Part 1: Preparing training data
Go through the steps of loading and visualization training images. Run mean-variance normalization, then format images into SVM-acceptable input by running provided lines of the code. Make sure you understand the format of variables Xtrain, ytrain, Xval, yval as you will need to operate with them in the next steps.
Part 2: SVM classification
Train and test a linear SVM classifier by following the provided code. SVM training and evaluation is done with svmclass and svmvalmod functions respectively. Next, fill-in your own code implementing the following steps:
1.1 Compute linear hyper-plane W from SVM support vectors and alpha-coefficients
1.2 Re-compute confidence values for training and validation using W and bias b. Make
sure your accuracy values correspond to the ones returned by svmvalmod
Illustrate W as an image using the provided code. Why does it remind a face? How do you explain different values of W? Next, write your own code to re-train SVM for different values of C:
2.1 Fill-in the for-loop to train SVM for the changing C-values, compute W and classification
accuracy for training and test samples in each iteraction. Select SMV model maximizing
accuracy on the validation set.
2.2 Visualize W as an image at each iteration. Why W looks more like a face for small
The best classification hyper-plane W looks like an average face image. Cannot we just use such an average image as a classification hyper-plane? Try it out by executing the provided code and see what accuracy you get.
Part 3: Face detection
Follow the provided code and its comments to read a test image; extract its overlapping pixel patches and use linear SVM to classify the patches. Display bounding boxes of patches with the highest classification score.

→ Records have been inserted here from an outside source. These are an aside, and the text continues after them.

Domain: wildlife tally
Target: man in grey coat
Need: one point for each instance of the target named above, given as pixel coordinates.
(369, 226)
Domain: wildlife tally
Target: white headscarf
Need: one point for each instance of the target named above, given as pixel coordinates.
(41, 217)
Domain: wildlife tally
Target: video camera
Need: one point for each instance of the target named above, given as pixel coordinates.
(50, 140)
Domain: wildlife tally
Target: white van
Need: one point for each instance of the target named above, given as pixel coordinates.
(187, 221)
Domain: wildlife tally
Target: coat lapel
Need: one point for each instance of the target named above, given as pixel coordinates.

Scanning-window style classification of image patches typically results in multiple responses around the target object. A standard practice to deal with this is to remove any detector responses in the neighborhood of detections with the locally maximal confidence score (non-maxima suppression or NMS). NMS is usually applied to all detections in the image with confidence above a certain threshold. Try NMS face detection for different threshold values and in different images:
3.1 Try different threshold values to pre-select windows passed to the NMS step by modifying
3.2 Try different threshold values for NMS detections by modifying confthreshnms
3.3 Try detection with the different thresholds for images: img1.jpg, img2.jpg, img3.jpg,
img4.jpg. Can you find unique NMS threshold giving perfect face detection in all images?
Linear SVM classifier is efficient for analyzing many image sub-windows but has lower accuracy compared to RBF SVM. Non-linear SVM, however, is often too slow to be applied in a window-scanning fashion. To improve detection results and to limit the execution time, one can apply non-linear SVM classification only to samples which have passed the linear SVM. Train non-linear SVM using faster implementations of SVM (e.g. LIBSVM or SVM-Light) and apply it to face detections returned by the linear classifier. Compare detection results of the linear and RBF SVM visually for different images.